Autor(es): Dhananjeyan, K. J.; Paramasivan, R.; Tewari, S. C.; Rajendran, R.; Thenmozhi, V; Leo, Victor Jerald S.; Venkatesh, A.; Tyagi, B. K.

Resumo: Correct and precise identification of mosquito vectors is important in many respects including development of vector control strategies. Conventional identification methods have limitations for sibling and closely related species of mosquitoes, stage and quality of the specimen used and this could be overcome by DNA-based identification methods using molecular markers such as nuclear ribosomal internal transcribed spacer (ITS) which do not demand intact or undamaged specimen. Genomic DNA is usually isolated from whole mosquito, legs, wings etc. Alternate sources for genomic DNA isolation such as eggshells, larval and pupal exuviae were explored in this study by amplifying the ITS markers. Standardization of genomic DNA extraction and ITS amplification were carried out with laboratory specimens.
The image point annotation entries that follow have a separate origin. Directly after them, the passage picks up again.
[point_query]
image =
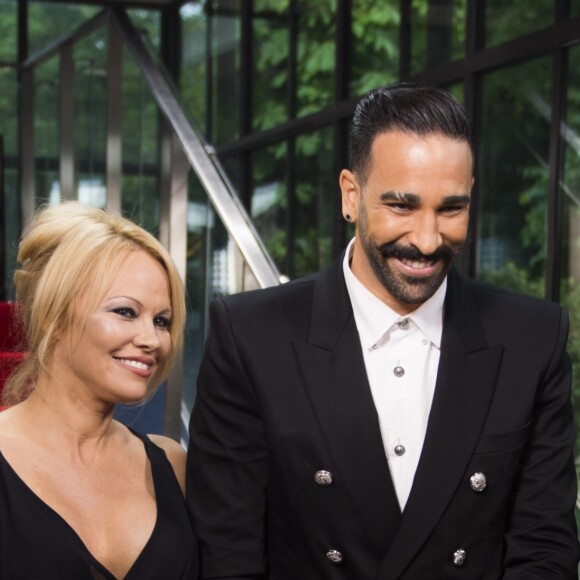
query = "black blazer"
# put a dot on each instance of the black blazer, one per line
(283, 394)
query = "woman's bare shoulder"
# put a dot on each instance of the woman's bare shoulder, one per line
(175, 454)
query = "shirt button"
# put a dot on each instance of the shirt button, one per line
(478, 482)
(399, 371)
(459, 557)
(334, 556)
(323, 478)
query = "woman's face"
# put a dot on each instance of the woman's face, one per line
(126, 340)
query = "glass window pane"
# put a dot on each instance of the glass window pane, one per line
(570, 262)
(315, 196)
(375, 44)
(49, 21)
(271, 46)
(508, 20)
(47, 132)
(200, 220)
(10, 212)
(513, 177)
(225, 63)
(437, 32)
(269, 207)
(316, 55)
(90, 123)
(140, 130)
(193, 81)
(8, 30)
(148, 22)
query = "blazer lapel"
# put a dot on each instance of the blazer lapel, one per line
(466, 381)
(335, 379)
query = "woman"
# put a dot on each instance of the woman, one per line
(81, 495)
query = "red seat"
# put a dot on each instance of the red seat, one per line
(11, 342)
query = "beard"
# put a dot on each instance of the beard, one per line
(405, 288)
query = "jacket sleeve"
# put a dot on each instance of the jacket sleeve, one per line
(226, 469)
(541, 535)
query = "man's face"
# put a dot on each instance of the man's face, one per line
(411, 215)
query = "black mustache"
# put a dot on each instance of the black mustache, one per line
(444, 252)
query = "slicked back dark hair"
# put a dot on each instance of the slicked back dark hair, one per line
(406, 108)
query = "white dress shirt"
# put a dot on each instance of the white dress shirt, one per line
(401, 356)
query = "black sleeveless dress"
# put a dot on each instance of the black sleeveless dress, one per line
(37, 544)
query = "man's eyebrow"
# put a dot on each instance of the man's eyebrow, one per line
(414, 199)
(456, 200)
(401, 196)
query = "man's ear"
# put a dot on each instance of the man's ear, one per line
(350, 195)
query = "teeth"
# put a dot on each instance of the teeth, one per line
(135, 363)
(416, 264)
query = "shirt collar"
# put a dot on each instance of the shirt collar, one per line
(374, 318)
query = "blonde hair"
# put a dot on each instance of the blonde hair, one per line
(71, 250)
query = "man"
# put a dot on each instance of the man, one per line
(388, 419)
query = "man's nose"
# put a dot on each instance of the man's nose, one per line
(425, 235)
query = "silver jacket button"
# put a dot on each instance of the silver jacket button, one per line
(334, 556)
(459, 557)
(478, 482)
(323, 478)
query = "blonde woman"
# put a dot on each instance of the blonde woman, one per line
(81, 495)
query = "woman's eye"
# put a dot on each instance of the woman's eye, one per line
(125, 311)
(162, 322)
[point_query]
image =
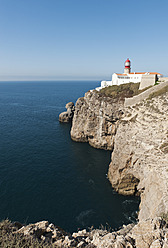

The same was applied to specimens collected from the field. The results show that PCR amenable genomic DNA could be isolated from fresh exuviae collected in the laboratory and not from older and/or field specimens. But exuviae of larvae and/or pupae collected in the field reared to adulthood in the laboratory yielded PCR amenable genomic DNA. The results also revealed that the ITS2 marker could very well differentiate Aedes aegypti and Aedes albopictus by producing amplicons of similar to 330 bp and similar to 520 bp, respectively. The genomic DNA from these alternate sources also supported the species-specific PCR to distinguish the Culex vishnui subgroup mosquitoes.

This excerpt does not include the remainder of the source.